Des solutions futuristes

Tous les étés, 80 étudiants venus du monde entier, triés sur le volet, intègrent le campus pour dix semaines. Conditions pour l’éligibilité : avoir une tête bien faite et bien pleine, mais aussi un portefeuille bien garni. La bagatelle de 30 000 dollars est demandée pour suivre la formation ! Au programme, travail en équipe et cours magistraux sur ces ­fameuses sciences et technologies susceptibles de changer le monde. Le tout émaillé de visites d’entreprises telles que Google, ­Facebook ou Intuitive Surgical, un fabricant californien de robots médicaux et surtout de travaux pratiques dans un lab. Dans celui-ci, assistants personnels et programmeurs sont mis à disposition pour donner corps à des start-up innovantes – l’université en abrite une cinquantaine – concevant robots sexuels, plantes lumineuses, imprimantes 3D pour les voyages spatiaux, steaks fabriqués sans recourir à l’élevage d’animaux… Des solutions futuristes très surprenantes et en voie d’être opérationnelles.
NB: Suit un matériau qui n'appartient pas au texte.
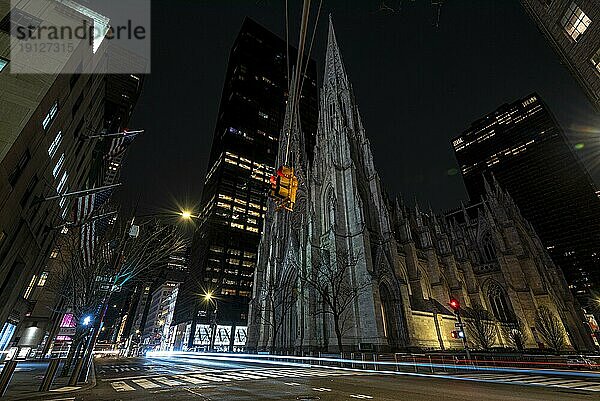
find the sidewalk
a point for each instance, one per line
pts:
(28, 378)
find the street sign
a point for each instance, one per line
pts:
(66, 331)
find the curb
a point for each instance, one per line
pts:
(54, 393)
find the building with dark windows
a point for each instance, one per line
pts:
(526, 150)
(572, 27)
(242, 159)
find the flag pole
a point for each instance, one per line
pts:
(91, 219)
(82, 192)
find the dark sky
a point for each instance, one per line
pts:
(417, 87)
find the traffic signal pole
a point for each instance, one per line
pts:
(464, 336)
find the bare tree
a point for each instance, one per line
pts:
(515, 333)
(550, 328)
(83, 281)
(277, 298)
(338, 289)
(481, 327)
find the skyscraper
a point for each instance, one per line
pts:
(45, 152)
(524, 147)
(242, 159)
(573, 30)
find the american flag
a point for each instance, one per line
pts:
(89, 203)
(119, 145)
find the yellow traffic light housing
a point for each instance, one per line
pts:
(284, 186)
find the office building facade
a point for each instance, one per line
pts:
(244, 148)
(44, 152)
(572, 27)
(526, 150)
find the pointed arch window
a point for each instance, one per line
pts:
(488, 251)
(329, 210)
(499, 303)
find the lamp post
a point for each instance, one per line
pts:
(210, 298)
(455, 305)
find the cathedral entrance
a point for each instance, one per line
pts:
(390, 317)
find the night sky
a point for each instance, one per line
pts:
(417, 87)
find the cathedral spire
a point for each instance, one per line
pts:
(335, 73)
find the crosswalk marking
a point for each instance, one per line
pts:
(121, 386)
(210, 378)
(168, 382)
(191, 379)
(145, 383)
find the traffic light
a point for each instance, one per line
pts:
(456, 334)
(284, 186)
(454, 304)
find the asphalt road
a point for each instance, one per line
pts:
(208, 380)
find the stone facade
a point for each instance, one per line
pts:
(406, 263)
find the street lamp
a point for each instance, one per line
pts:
(187, 215)
(210, 298)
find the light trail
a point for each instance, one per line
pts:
(306, 361)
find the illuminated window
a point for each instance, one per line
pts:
(43, 278)
(218, 249)
(50, 116)
(55, 144)
(575, 21)
(596, 60)
(58, 165)
(30, 287)
(61, 183)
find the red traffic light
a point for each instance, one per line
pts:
(454, 304)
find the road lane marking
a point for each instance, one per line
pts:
(66, 388)
(145, 383)
(121, 386)
(167, 381)
(191, 379)
(210, 378)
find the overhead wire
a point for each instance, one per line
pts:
(300, 72)
(299, 59)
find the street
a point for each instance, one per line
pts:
(183, 378)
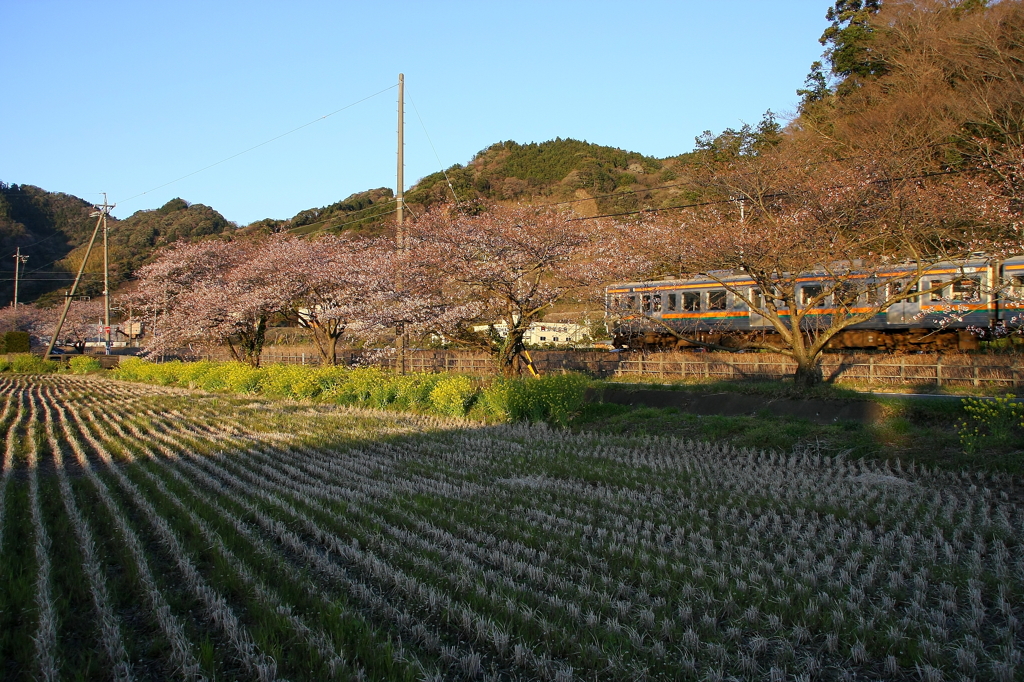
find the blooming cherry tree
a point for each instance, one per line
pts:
(510, 265)
(212, 293)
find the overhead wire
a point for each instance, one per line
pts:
(276, 137)
(439, 164)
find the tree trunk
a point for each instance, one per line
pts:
(509, 351)
(808, 372)
(326, 337)
(251, 344)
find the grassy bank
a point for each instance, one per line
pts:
(951, 434)
(554, 398)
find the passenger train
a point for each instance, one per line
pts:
(953, 302)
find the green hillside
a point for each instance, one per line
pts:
(47, 226)
(52, 228)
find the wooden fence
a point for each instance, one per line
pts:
(953, 370)
(934, 369)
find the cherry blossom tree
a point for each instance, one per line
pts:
(211, 293)
(849, 225)
(508, 265)
(84, 321)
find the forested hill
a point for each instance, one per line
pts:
(589, 178)
(46, 225)
(52, 228)
(558, 170)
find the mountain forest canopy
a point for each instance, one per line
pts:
(928, 86)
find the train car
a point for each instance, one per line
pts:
(955, 303)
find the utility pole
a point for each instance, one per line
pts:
(18, 259)
(100, 215)
(400, 193)
(107, 282)
(400, 238)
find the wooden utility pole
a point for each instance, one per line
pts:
(100, 215)
(18, 259)
(399, 195)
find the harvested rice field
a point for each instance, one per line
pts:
(156, 534)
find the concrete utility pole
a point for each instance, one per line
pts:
(400, 192)
(107, 283)
(399, 213)
(18, 259)
(100, 215)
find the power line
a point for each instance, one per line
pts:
(439, 164)
(235, 156)
(347, 215)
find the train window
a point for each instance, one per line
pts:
(1017, 286)
(845, 294)
(810, 292)
(967, 289)
(757, 299)
(900, 288)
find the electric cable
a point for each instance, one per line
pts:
(439, 164)
(235, 156)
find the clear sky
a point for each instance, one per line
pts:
(125, 96)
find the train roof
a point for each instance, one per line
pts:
(971, 264)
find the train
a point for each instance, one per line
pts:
(956, 305)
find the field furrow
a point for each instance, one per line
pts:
(272, 541)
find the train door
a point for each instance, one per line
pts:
(757, 321)
(904, 311)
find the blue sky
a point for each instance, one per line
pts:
(124, 96)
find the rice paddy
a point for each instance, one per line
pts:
(152, 533)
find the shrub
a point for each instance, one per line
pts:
(996, 422)
(555, 398)
(84, 365)
(453, 395)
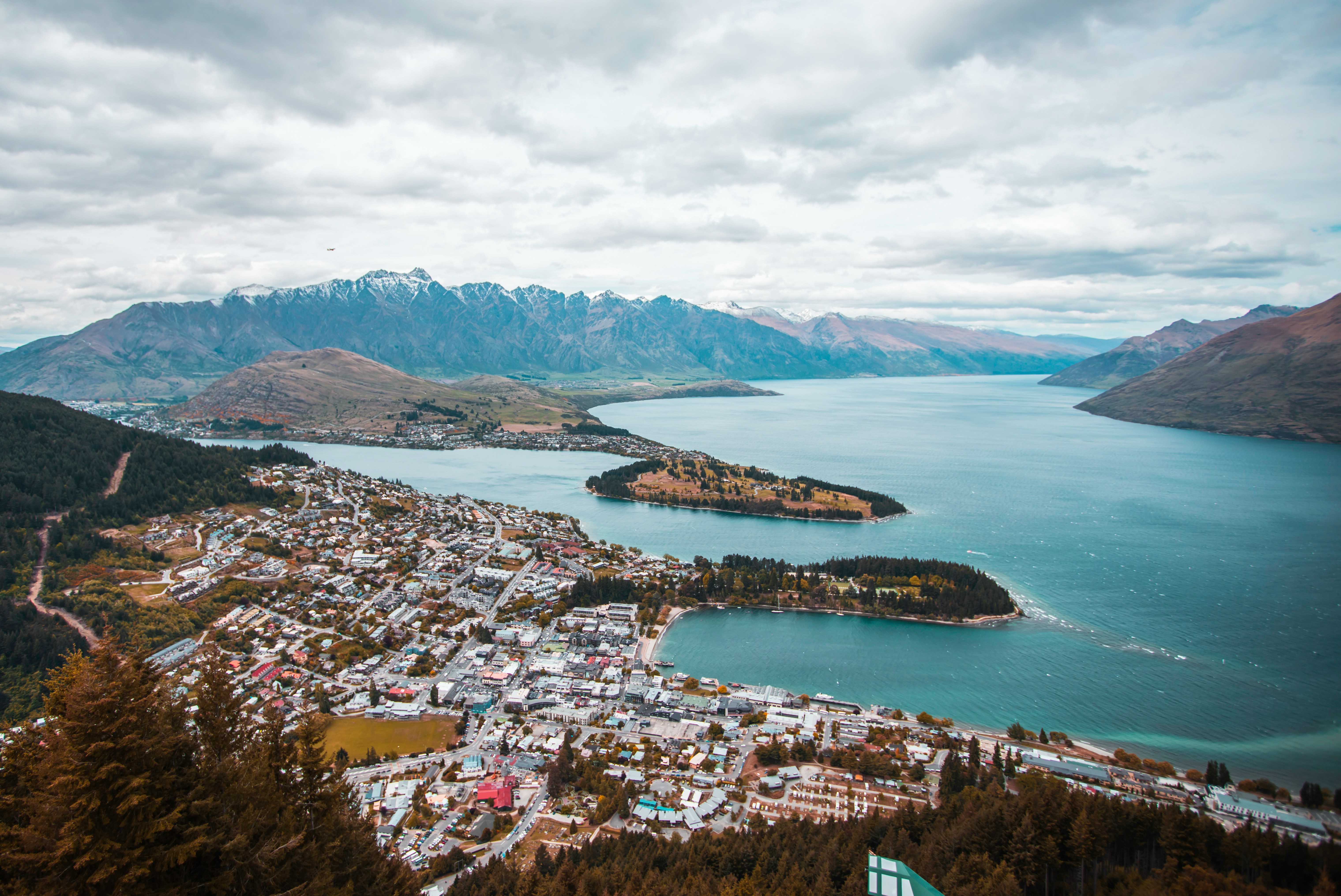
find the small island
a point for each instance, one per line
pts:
(711, 485)
(896, 588)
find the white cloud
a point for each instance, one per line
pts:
(1032, 164)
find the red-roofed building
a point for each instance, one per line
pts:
(501, 792)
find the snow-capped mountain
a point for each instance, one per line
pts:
(415, 324)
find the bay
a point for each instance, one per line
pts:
(1183, 588)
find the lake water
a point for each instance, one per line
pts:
(1183, 589)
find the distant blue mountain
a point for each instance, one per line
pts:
(415, 324)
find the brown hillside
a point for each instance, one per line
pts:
(337, 389)
(1139, 355)
(1279, 379)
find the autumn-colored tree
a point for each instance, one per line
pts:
(124, 792)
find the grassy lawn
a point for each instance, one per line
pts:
(357, 734)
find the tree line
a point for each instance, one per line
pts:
(718, 494)
(945, 589)
(60, 459)
(978, 843)
(123, 791)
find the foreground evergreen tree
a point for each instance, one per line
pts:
(1047, 840)
(124, 792)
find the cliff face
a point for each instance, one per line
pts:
(1279, 379)
(419, 327)
(1139, 355)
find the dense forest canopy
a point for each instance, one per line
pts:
(121, 792)
(979, 843)
(902, 585)
(61, 461)
(881, 585)
(743, 490)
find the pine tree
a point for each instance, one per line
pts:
(1026, 852)
(124, 793)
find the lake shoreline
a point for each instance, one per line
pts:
(972, 623)
(741, 513)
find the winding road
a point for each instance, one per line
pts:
(39, 573)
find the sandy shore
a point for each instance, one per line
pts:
(648, 647)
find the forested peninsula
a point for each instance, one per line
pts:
(713, 485)
(887, 587)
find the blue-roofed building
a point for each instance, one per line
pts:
(175, 654)
(892, 878)
(1236, 803)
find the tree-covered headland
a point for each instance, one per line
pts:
(902, 587)
(54, 470)
(713, 485)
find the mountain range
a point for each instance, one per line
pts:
(337, 389)
(1277, 378)
(419, 327)
(1139, 355)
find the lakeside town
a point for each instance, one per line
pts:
(434, 436)
(490, 709)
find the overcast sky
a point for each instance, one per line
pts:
(1040, 166)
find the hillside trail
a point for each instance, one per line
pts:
(116, 477)
(36, 588)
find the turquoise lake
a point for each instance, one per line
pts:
(1183, 589)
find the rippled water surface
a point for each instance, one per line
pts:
(1183, 588)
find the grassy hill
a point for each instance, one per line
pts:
(61, 461)
(337, 389)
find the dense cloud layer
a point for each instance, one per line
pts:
(1034, 164)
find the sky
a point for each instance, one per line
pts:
(1037, 166)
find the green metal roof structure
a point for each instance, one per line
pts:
(892, 878)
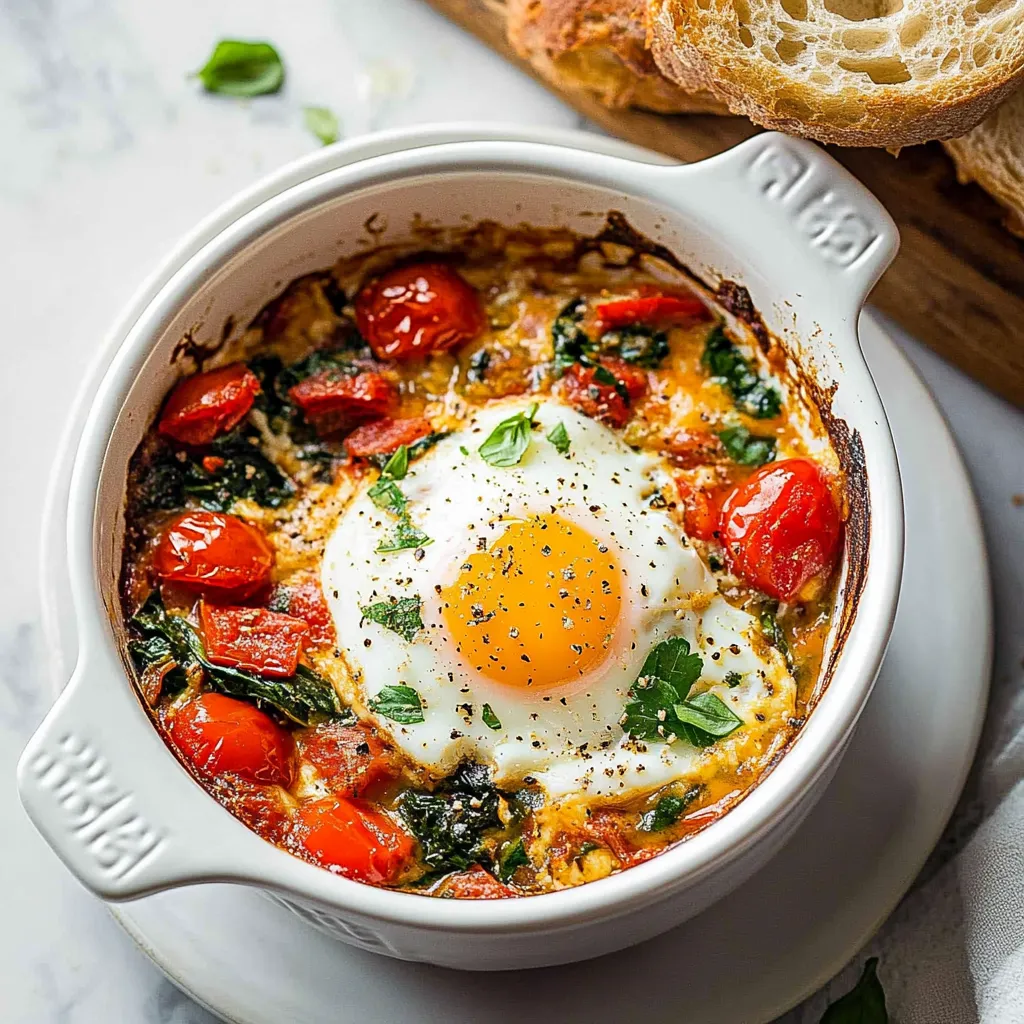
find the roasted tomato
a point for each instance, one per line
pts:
(354, 839)
(303, 598)
(418, 309)
(204, 406)
(214, 553)
(654, 308)
(781, 527)
(701, 509)
(477, 883)
(333, 402)
(385, 436)
(254, 639)
(350, 759)
(593, 391)
(221, 735)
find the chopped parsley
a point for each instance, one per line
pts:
(745, 449)
(659, 707)
(668, 810)
(559, 436)
(400, 704)
(399, 614)
(753, 394)
(242, 69)
(508, 441)
(864, 1004)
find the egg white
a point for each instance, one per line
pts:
(568, 741)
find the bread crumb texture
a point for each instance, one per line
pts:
(886, 73)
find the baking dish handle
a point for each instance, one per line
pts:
(820, 224)
(104, 792)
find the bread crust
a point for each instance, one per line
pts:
(879, 115)
(992, 155)
(600, 46)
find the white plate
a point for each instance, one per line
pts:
(754, 954)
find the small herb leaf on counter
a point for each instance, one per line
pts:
(559, 436)
(668, 810)
(753, 394)
(400, 614)
(491, 720)
(243, 69)
(323, 123)
(745, 449)
(864, 1004)
(507, 443)
(400, 704)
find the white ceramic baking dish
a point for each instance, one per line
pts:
(774, 214)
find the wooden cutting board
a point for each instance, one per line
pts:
(958, 281)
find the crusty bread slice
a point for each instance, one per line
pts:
(992, 155)
(887, 73)
(600, 46)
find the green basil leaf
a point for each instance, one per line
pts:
(668, 810)
(646, 715)
(709, 718)
(752, 393)
(513, 856)
(400, 704)
(559, 436)
(242, 69)
(508, 441)
(672, 660)
(745, 449)
(407, 537)
(323, 123)
(400, 614)
(864, 1004)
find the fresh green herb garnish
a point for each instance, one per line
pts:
(451, 822)
(304, 697)
(242, 69)
(641, 345)
(400, 704)
(323, 123)
(559, 436)
(745, 449)
(570, 342)
(668, 810)
(512, 857)
(752, 393)
(864, 1004)
(508, 441)
(707, 716)
(659, 707)
(400, 614)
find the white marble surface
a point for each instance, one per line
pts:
(108, 154)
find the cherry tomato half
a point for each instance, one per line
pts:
(204, 406)
(354, 839)
(333, 401)
(254, 639)
(212, 552)
(781, 527)
(219, 734)
(477, 883)
(385, 436)
(350, 759)
(655, 308)
(418, 309)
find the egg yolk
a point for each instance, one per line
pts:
(537, 608)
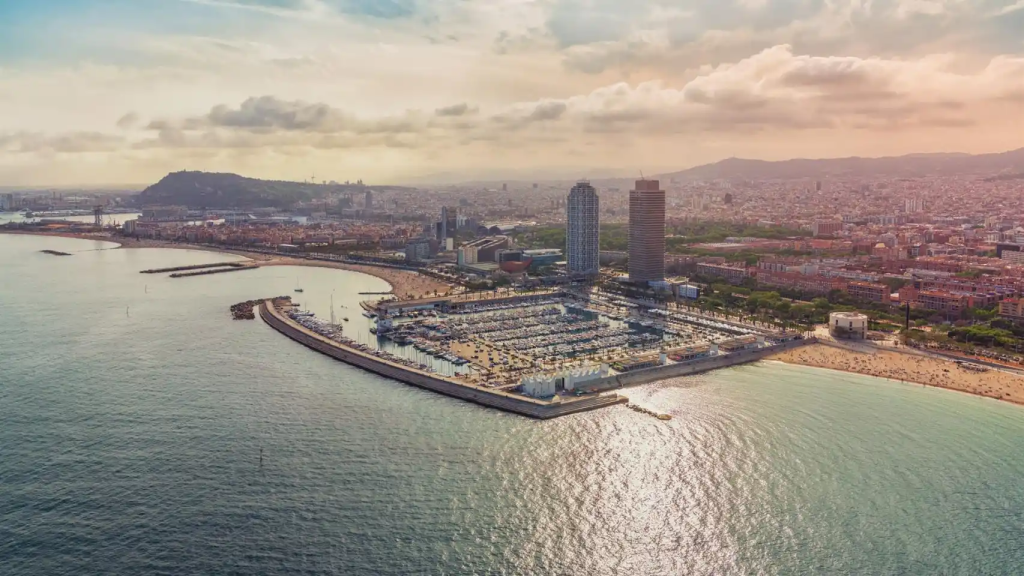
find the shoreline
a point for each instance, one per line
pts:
(907, 368)
(403, 284)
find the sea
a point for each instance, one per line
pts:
(142, 430)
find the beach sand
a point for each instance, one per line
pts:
(910, 368)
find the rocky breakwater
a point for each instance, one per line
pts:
(247, 310)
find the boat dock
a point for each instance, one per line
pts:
(493, 398)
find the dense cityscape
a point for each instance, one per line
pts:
(948, 248)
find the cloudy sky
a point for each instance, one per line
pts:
(104, 91)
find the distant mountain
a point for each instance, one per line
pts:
(209, 190)
(913, 165)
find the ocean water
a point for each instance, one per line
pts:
(133, 411)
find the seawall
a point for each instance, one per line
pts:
(484, 397)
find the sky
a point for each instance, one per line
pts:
(118, 91)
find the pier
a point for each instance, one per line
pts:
(213, 271)
(198, 266)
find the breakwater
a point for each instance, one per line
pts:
(246, 310)
(198, 266)
(484, 397)
(213, 271)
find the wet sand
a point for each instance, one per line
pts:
(910, 368)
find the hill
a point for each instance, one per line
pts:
(913, 165)
(224, 191)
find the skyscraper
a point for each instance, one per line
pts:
(583, 232)
(646, 232)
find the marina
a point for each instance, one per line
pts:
(548, 348)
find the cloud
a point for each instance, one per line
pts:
(128, 121)
(70, 142)
(774, 90)
(455, 110)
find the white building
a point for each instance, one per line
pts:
(467, 255)
(913, 205)
(544, 385)
(583, 232)
(848, 325)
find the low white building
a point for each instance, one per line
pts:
(545, 385)
(848, 325)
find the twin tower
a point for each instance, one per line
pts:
(646, 232)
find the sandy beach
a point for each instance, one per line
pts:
(910, 368)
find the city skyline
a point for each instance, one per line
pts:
(118, 91)
(583, 245)
(646, 233)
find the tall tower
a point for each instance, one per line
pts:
(583, 233)
(646, 232)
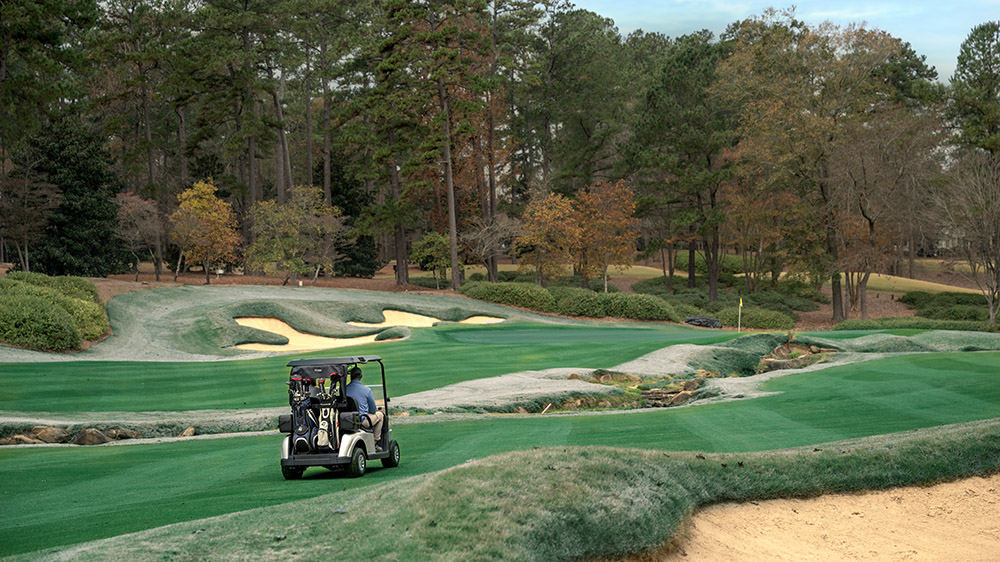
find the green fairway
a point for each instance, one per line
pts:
(89, 493)
(431, 358)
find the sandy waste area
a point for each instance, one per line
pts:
(952, 522)
(301, 341)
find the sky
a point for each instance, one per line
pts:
(934, 28)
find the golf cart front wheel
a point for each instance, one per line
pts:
(392, 460)
(359, 462)
(292, 472)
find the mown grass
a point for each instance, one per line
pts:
(555, 503)
(431, 358)
(90, 493)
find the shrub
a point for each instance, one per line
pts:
(69, 285)
(756, 318)
(525, 295)
(34, 322)
(88, 317)
(916, 323)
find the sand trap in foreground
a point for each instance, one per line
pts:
(953, 521)
(301, 341)
(410, 320)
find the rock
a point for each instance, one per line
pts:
(20, 440)
(692, 384)
(117, 434)
(703, 321)
(90, 436)
(680, 398)
(51, 434)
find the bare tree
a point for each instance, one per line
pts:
(971, 207)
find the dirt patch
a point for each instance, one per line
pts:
(952, 521)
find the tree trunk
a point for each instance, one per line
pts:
(177, 270)
(449, 185)
(692, 245)
(399, 236)
(308, 87)
(148, 132)
(182, 144)
(327, 194)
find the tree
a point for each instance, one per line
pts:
(608, 229)
(550, 235)
(139, 227)
(24, 213)
(682, 140)
(798, 88)
(204, 227)
(81, 237)
(883, 161)
(976, 88)
(971, 207)
(489, 238)
(433, 253)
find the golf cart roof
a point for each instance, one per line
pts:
(318, 361)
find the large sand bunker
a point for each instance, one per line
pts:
(301, 341)
(953, 521)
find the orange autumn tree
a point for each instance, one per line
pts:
(608, 229)
(204, 226)
(550, 235)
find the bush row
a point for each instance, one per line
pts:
(756, 318)
(33, 322)
(524, 295)
(916, 323)
(87, 317)
(51, 313)
(948, 306)
(581, 302)
(572, 301)
(70, 286)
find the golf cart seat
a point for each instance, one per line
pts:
(350, 418)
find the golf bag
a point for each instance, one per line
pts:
(312, 413)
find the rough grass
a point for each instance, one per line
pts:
(113, 492)
(554, 503)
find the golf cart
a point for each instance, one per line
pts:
(325, 427)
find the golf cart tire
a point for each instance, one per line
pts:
(392, 461)
(359, 462)
(292, 472)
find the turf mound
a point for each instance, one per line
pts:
(555, 504)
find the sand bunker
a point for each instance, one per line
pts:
(410, 320)
(301, 341)
(953, 521)
(297, 341)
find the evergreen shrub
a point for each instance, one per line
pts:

Des orateurs «brillants et convaincants»

Durant le reste de l’année, l’université accueille, par session de 80 personnes, la crème des entrepreneurs et dirigeants d’entreprise mondiaux pour des séminaires intensifs d’une semaine rythmée de conférences, workshops et soirées où l’on refait le monde autour d’un verre de vin californien. Parmi eux : l’acteur Ashton Kutcher, le cofondateur de ­Linked In, Reid Hoffman, ou l’inventeur d’Atari, Nolan Bushnell. Une quinzaine de Français y ont participé depuis sa création. Michel Lévy-Provençal, fondateur de TEDx ­Paris et cofondateur de Rue89, est l’un d’eux. Si, selon lui, certaines «questions éthiques mériteraient d’être approfondies», il en est toutefois revenu emballé. «J’y suis allé fin janvier le moral dans les chaussettes après les attentats de Paris, explique-t-il. Les orateurs particulièrement brillants et convaincants finissent par vous persuader que le futur est meilleur que ce que l’on croit et que les technologies vont être acteurs majeurs de l’embellie.» Coût de la thérapie : 12 000 dollars la semaine. «Je suis devenu optimiste et j’ai changé définitivement mon regard sur l’avenir. Cela n’a pas de prix», conclut-il. Espérons toutefois que l’optimisme, comme l’amour, ne rende pas aveugle.